Pour les investisseurs, l’un des principaux points d’attention sera la rentabilité des banques, soutenue en Italie comme dans le reste de la zone euro par le relèvement du principal taux directeur de la Banque Centrale Européenne (BCE), maintenant attendu autour de 2,25 % en fin d’année.
L’ensemble du secteur bancaire devrait bénéficier d’une hausse des revenus d’intérêt, mais son ampleur dépendra au cas par cas du modèle économique et de la structure du bilan de chaque institution. Les effets sur les marges ne seront pleinement ressentis qu’en 2023, en raison du caractère progressif de cette hausse.
Les banques risquent en revanche de se trouver confrontées à une augmentation des faillites d’entreprises au cours des prochains trimestres. De possibles perturbations de l’approvisionnement en gaz et des prix toujours élevés devraient entraîner un ralentissement plus marqué de la production industrielle et continuer d’alimenter l’inflation. Les banques italiennes pourraient alors se trouver contraintes d’augmenter leurs provisions pour risque de crédit au-delà des projections moyennes actuellement attendues pour le reste de l’année (coût du risque de 40 points de base).

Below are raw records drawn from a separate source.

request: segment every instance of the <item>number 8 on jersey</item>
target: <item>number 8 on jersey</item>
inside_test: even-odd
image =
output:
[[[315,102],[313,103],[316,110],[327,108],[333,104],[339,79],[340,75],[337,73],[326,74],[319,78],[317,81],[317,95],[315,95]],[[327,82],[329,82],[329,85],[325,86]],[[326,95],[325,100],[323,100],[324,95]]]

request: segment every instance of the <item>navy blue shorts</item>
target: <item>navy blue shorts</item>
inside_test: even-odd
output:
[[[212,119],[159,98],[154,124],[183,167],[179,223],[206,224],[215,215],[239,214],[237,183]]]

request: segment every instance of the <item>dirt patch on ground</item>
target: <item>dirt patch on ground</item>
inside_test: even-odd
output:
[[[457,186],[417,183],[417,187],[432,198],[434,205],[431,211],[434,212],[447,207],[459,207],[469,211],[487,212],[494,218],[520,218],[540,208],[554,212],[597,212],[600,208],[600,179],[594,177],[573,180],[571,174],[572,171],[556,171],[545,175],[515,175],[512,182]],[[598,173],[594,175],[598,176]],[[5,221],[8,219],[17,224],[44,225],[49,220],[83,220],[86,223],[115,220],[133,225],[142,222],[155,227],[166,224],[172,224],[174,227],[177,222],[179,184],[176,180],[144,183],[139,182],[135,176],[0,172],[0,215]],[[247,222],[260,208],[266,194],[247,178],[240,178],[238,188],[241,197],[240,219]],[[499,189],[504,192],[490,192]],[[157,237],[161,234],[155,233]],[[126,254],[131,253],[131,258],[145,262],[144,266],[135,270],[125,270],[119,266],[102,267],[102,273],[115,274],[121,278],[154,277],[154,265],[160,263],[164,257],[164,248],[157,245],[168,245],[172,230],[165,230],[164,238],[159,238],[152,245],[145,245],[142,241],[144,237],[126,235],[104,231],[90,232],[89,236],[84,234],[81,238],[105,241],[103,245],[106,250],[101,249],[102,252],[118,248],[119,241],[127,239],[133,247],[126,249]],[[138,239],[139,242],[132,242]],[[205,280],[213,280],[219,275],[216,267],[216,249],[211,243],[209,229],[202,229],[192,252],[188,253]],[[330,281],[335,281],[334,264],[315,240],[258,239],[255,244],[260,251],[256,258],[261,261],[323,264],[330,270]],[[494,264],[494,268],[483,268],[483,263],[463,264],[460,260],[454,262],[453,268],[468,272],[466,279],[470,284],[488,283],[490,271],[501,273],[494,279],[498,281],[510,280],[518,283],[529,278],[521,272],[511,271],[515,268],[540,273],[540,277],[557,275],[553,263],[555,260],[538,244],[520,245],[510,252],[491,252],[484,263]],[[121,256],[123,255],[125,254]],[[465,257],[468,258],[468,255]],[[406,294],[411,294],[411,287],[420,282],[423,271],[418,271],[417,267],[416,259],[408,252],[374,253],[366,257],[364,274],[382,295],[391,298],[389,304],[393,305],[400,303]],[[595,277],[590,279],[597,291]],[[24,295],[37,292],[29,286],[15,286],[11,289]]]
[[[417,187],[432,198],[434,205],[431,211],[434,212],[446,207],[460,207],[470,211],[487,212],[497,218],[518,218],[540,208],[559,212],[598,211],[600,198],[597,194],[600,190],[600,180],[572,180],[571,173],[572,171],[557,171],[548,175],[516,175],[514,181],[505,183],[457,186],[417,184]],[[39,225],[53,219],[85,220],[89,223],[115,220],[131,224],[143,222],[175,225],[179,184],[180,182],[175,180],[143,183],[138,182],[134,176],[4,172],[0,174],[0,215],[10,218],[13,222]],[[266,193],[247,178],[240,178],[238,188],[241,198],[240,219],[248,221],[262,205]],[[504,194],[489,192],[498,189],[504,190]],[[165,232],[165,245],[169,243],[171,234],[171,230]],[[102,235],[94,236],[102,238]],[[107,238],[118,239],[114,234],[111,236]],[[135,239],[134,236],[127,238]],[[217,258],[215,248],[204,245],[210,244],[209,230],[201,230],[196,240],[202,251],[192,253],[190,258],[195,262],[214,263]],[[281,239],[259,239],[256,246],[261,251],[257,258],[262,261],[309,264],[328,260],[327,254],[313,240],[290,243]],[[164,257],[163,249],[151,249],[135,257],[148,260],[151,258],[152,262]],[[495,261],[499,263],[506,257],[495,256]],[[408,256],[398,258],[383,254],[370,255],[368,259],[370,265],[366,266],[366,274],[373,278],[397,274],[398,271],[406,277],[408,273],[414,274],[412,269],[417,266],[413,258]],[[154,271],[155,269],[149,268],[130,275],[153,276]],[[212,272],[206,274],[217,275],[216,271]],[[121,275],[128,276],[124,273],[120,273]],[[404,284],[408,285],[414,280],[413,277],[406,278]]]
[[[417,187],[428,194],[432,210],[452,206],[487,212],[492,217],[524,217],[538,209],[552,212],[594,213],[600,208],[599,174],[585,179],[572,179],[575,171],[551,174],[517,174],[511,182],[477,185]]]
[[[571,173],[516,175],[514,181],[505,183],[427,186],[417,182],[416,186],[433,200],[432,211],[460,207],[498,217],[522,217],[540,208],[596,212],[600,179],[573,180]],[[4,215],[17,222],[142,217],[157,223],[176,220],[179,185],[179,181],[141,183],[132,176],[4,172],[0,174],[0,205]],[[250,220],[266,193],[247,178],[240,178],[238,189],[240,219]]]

Les marchés suivront de près les priorités politiques du nouveau gouvernement, en portant une attention particulière à la viabilité de la dette et aux relations avec les institutions européennes. Nous tablons sur une continuité de la politique économique et le maintien de relations pragmatiques entre Rome et Bruxelles. Néanmoins, toute initiative politique susceptible d’accentuer les incertitudes concernant ces deux points renforcerait la volatilité du marché. Cela pourrait affecter les banques italiennes, compte tenu de leurs vastes portefeuilles d’emprunts d’État.
Même si la BCE a acheté d’importants montants de dettes souveraines dans le cadre de sa politique de réinvestissement, de nouvelles opérations de soutien sont loin d’être assurées, eu égard aux conditions d’utilisation du nouvel « Instrument de protection de la transmission » monétaire (IPT).
Au premier semestre 2022, nous estimons que huit banques italiennes faisant partie d’un échantillon représentatif détenaient pour 125 milliards d’euros d’emprunts d’État, en sus de prêts garantis par l’État à hauteur de 100 milliards d’euros environ. Parmi ces institutions, seules BP Sondrio, Banco BPM et UniCredit ont sensiblement réduit leurs expositions ces dernières années.
Des portefeuilles de dettes souveraines rééquilibrés
Toute remontée rapide du rendement de la dette souveraine affecterait trois aspects fondamentaux des banques italiennes : leurs fonds propres, leurs capacités bénéficiaires et leur refinancement. Pour autant, nous estimons que pour chacun de ces points, les banques italiennes sont moins vulnérables que par le passé.
Par rapport aux précédentes crises, les banques disposent de coussins de fonds propres plus solides, ce qui leur confère une plus grande marge de manœuvre pour absorber des pertes latentes ou provisoires.
Les revenus des banques pourraient aussi être affectés par des pertes sur les portefeuilles d’actions et/ou une baisse des ventes de produits de gestion d’actifs. Ces derniers représentent toutefois une source de revenus assez mineure en moyenne.
Enfin, la volatilité des marchés obligataires pourrait faire grimper le coût de refinancement des banques italiennes et potentiellement freiner les activités d’émission obligataire. Ce phénomène s’explique par l’étroite corrélation qui existe généralement entre les coûts de refinancement interbancaire et les coûts d’emprunt des États.
Après la crise financière mondiale, les banques italiennes ont réduit progressivement leur dépendance au marché obligataire pour se financer. Cette tendance s’est poursuivie au cours des cinq dernières années.
Les principaux facteurs à l’origine de cette évolution sont le lancement des opérations ciblées de refinancement à long terme de la BCE (TLTRO) et l’augmentation des dépôts clients, notamment pendant la pandémie.
Nous n’anticipons pas de changement majeur du mix de financement au cours des prochains trimestres étant donné, notamment, la relative inertie des dépôts bancaires au niveau actuel des taux d’intérêt. Les premiers remboursements des TLTRO III de la BCE seront par ailleurs maîtrisables.